Before arriving in Pakistan, Mullen travelled to eastern and southern Afghanistan meeting with U.S. and coalition commanders who detailed both the progress on the battlefield and the persistent American casualties. One senior U.S. military officer carries with him a stack of 121 cards, each with the photograph and name of the troops killed under his command in the past year alone--deaths that he attributed to the Haqqani network.

Mullen stressed that it was his "sacred duty" as America's most senior military officer to represent in the strongest terms possible his objection to any support that is being provided to the Haqqani group by Pakistani intelligence.

For its part, Pakistani officials are equally irritated at the U.S., believing that the U.S. is insufficiently sensitive and often arrogant regarding important issues of national sovereignty.
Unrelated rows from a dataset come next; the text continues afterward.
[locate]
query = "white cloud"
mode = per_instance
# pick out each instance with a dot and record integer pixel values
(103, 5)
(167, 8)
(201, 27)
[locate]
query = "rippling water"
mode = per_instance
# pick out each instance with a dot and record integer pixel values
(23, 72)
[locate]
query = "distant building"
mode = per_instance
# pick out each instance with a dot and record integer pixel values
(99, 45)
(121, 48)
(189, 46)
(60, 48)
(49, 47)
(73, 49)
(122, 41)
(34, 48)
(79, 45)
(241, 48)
Pakistani officials point to the case of the  CIA contractor Raymond Davis, who shot and killed two assailants in broad daylight in downtown Lahore on January 27, and the increase in attacks by unmanned aircraft against insurgents in eastern Pakistan, which many here say are not coordinated with Pakistani security officials.

Mullen acknowledged that the two countries were in the midst of a "turbulent time," but that both countries understand the importance of salvaging the situation. "I think that all of us believe that we cannot let this relationship come apart," he said.

Mullen, who met one-on-one with Pakistan's army chief, Ashfaq Kiyani Wednesday evening, said that the stakes were simply too high. " We walk away from it at our peril, quite frankly," he warned.